Le Docteur Schizzo dont la personnalité a partiellement fusionné avec l’invasif Schaltzmann et qui est à présent victime d’inquiétants délires mystiques mais aussi de géniales intuitions, fournit une aide précieuse à Darquandier pour l’aider à s’introduire
dans les systèmes des tueurs qui utilisent un réseau de cybersex spécifique pour communiquer.

Le duo réalise alors un casse virtuel et dérobe la majeur partie des fichiers du groupe : ce qui révèle leur nom Ceux des ténèbres, certains de leurs crimes barbares, leurs rituels iniatiques avec déguisements, offrandes sacrificielles à leur mythologie tordue et surtout leur grand objectif de tuerie de masse pour célébrer le nouveau millénaire.

Ecœuré et effrayé, Darquandier décide d’intervenir physiquement et demande l’aide de Schizzo/Schaltzmann pour s’introduire dans la casse grenobloise en leurrant les défenses des tueurs.

Sur place, il y découvre un musée des horreurs avec salles de tortures, système d’enregistrements des supplices des victimes et fours à haute température pour faire disparaitre les restes.

Après ce raid, la quête de la famille emmène toute l’équipe vers la Cote d’Azur puis en Italie ou près du Lac majeur ils possèdent une autre base secrète.

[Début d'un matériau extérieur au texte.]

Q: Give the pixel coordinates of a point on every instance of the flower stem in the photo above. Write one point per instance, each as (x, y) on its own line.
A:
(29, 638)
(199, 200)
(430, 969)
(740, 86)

La traque est cependant retardé par l’effondrement temporaire du Docteur Schizzo incapable de juguler la personnalité dévorante de Schaltzmann qui le met en surrégime.

Pressé par le temps et l’imminence du réveillon, Darquandier et Svetlana se font passer pour un autre groupe de tueurs désireux d’intégrer Ceux des Ténèbres et sèment également le doute sur la fiabilité de leur expert informatique un certain Minox.

La ruse prend puisque Ceux des Ténèbres finissent par s’entretuer en pleine nuit près du Lac majeur et que leur base piégée par Darquandier explose de manière spectaculaire sans faire toutefois de victimes directes.

Malheureusement les deux victimes qu’ils comptaient sacrifier ne peuvent en réchapper mais le rituel n’est pas pour autant accompli.

Resté seul avec Jérôme Granada le frère d‘Irène, Darquandier ne peut s’empêcher de l’immoler avec un cocktail Molotov.

Conséquence de l’affrontement, la neuromatrice provoque au passage à l’an 2000 un effet Electro Magnétique Pulse qui paralyse temporairement tous les systèmes de communication du globe.

Resté seul après la rupture prévisible avec Svetlana, Darquandier retourne à ses premiers amours de chercheur assistant à l’implantation de ses chères neuromatrices dans des lanceurs spatiaux.

En conclusion, tout ou presque suffit à définir Dantec dans « Les racines du mal », une première partie polar ultra haletante et ciselée comme une lame puis le basculement progressif vers un univers technologique ou l’écrivain peut à loisir développer voir dériver autour de ses théories pseudo scientifiques ou spirituelles (la Kabbale, le Gnosticisme).

Trop long, excessif dans tout (théories scientifiques avant-gardistes ou pure description des horreurs des psycho-tueurs), « Les racines du mal » n’en demeure pas moins une œuvre impressionnante dans sa construction et dans sa créativité débridée, marque de fabrique de Dantec qui restera comme un écrivain brillant, marginal et passablement cintré.